On 2017-04-12 01:49, Qu Wenruo wrote:
At 04/11/2017 11:40 PM, Austin S. Hemmelgarn wrote:
About a year ago now, I decided to set up a small storage cluster to
store backups (and partially replace Dropbox for my usage, but that's
a separate story). I ended up using GlusterFS as the clustering
software itself, and BTRFS as the back-end storage.
GlusterFS itself is actually a pretty easy workload as far as cluster
software goes. It does some processing prior to actually storing the
data (a significant amount in fact), but the actual on-device storage
on any given node is pretty simple. You have the full directory
structure for the whole volume, and whatever files happen to be on
that node are located within that tree exactly like they are in the
GlusterFS volume.
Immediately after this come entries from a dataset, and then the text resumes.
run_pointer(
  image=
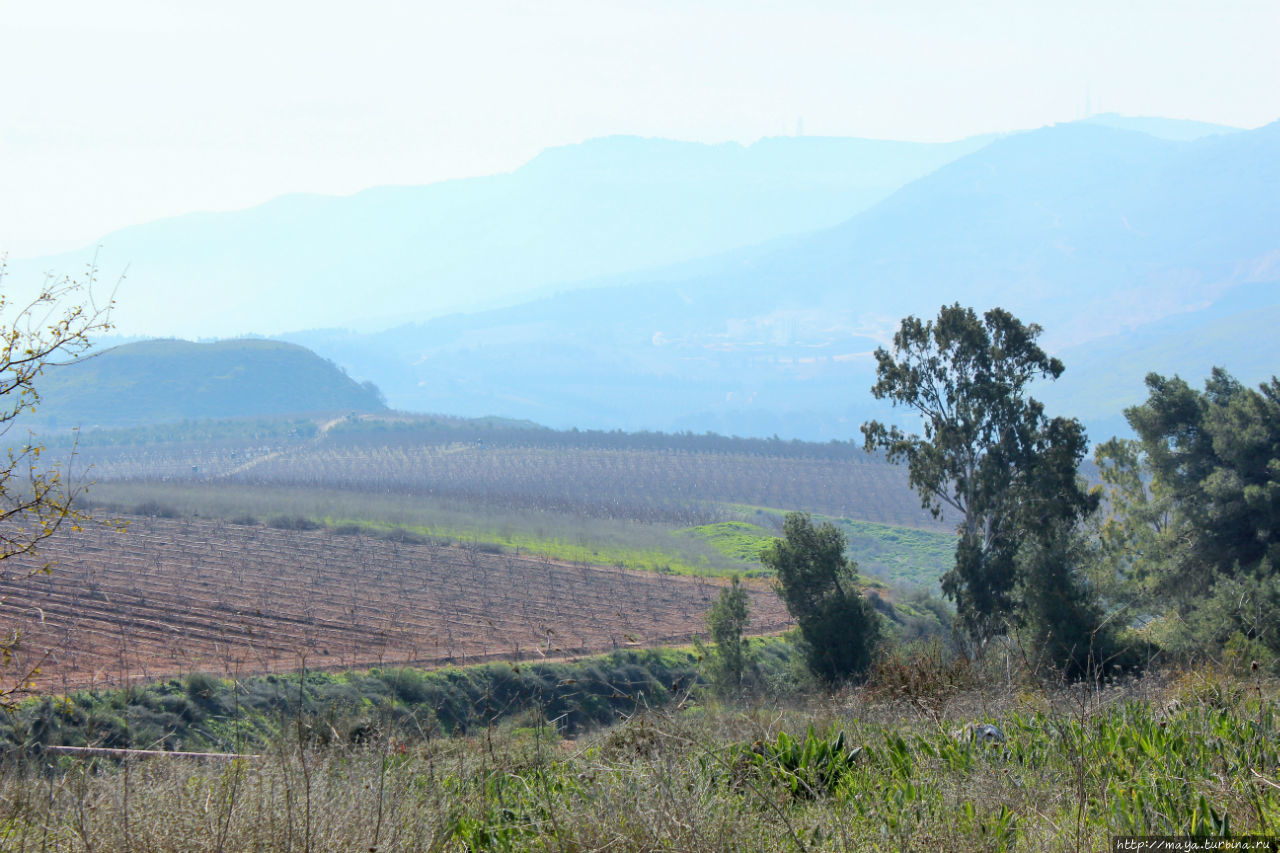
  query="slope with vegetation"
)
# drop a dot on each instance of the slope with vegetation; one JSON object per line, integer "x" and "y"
{"x": 156, "y": 382}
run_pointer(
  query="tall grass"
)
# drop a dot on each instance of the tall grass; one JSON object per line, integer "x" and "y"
{"x": 859, "y": 770}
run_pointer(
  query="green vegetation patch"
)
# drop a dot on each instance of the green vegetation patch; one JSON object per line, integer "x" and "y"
{"x": 204, "y": 711}
{"x": 736, "y": 539}
{"x": 905, "y": 556}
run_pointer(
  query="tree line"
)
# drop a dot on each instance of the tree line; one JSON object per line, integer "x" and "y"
{"x": 1174, "y": 552}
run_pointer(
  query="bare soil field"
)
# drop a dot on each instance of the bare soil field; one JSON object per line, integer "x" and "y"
{"x": 168, "y": 597}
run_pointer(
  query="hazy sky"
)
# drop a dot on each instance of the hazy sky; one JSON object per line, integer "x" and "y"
{"x": 117, "y": 113}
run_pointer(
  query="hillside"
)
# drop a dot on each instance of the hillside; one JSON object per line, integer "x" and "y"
{"x": 602, "y": 208}
{"x": 156, "y": 382}
{"x": 1091, "y": 231}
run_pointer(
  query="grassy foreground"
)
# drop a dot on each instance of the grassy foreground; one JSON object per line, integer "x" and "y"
{"x": 872, "y": 769}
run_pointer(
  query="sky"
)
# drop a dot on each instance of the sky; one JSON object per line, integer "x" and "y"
{"x": 119, "y": 113}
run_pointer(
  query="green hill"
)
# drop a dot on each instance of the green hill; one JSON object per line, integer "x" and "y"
{"x": 155, "y": 382}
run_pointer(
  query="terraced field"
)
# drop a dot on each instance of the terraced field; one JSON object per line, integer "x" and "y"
{"x": 178, "y": 596}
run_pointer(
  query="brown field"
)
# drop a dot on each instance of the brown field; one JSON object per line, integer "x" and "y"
{"x": 168, "y": 597}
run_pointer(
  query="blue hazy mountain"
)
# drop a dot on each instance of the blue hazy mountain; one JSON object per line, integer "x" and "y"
{"x": 1175, "y": 129}
{"x": 156, "y": 382}
{"x": 385, "y": 255}
{"x": 1134, "y": 252}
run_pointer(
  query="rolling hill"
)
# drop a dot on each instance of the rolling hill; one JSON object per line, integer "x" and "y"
{"x": 1092, "y": 231}
{"x": 393, "y": 254}
{"x": 155, "y": 382}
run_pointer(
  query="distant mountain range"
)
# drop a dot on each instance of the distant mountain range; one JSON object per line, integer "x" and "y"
{"x": 1134, "y": 254}
{"x": 644, "y": 283}
{"x": 393, "y": 254}
{"x": 156, "y": 382}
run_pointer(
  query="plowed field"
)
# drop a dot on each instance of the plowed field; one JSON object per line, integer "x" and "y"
{"x": 169, "y": 597}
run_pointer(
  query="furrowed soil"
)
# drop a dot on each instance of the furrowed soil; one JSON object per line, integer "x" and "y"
{"x": 167, "y": 597}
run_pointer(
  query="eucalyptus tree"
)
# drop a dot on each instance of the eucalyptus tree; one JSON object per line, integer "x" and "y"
{"x": 839, "y": 626}
{"x": 988, "y": 456}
Beyond the basic data, gluster only stores 2-4
xattrs per-file (which are used to track synchronization, and also for
it's internal data scrubbing), and a directory called .glusterfs in
the top of the back-end storage location for the volume which contains
the data required to figure out which node a file is on. Overall, the
access patterns mostly mirror whatever is using the Gluster volume, or
are reduced to slow streaming writes (when writing files and the
back-end nodes are computationally limited instead of I/O limited),
with the addition of some serious metadata operations in the
.glusterfs directory (lots of stat calls there, together with large
numbers of small files).
Any real world experience is welcomed to share.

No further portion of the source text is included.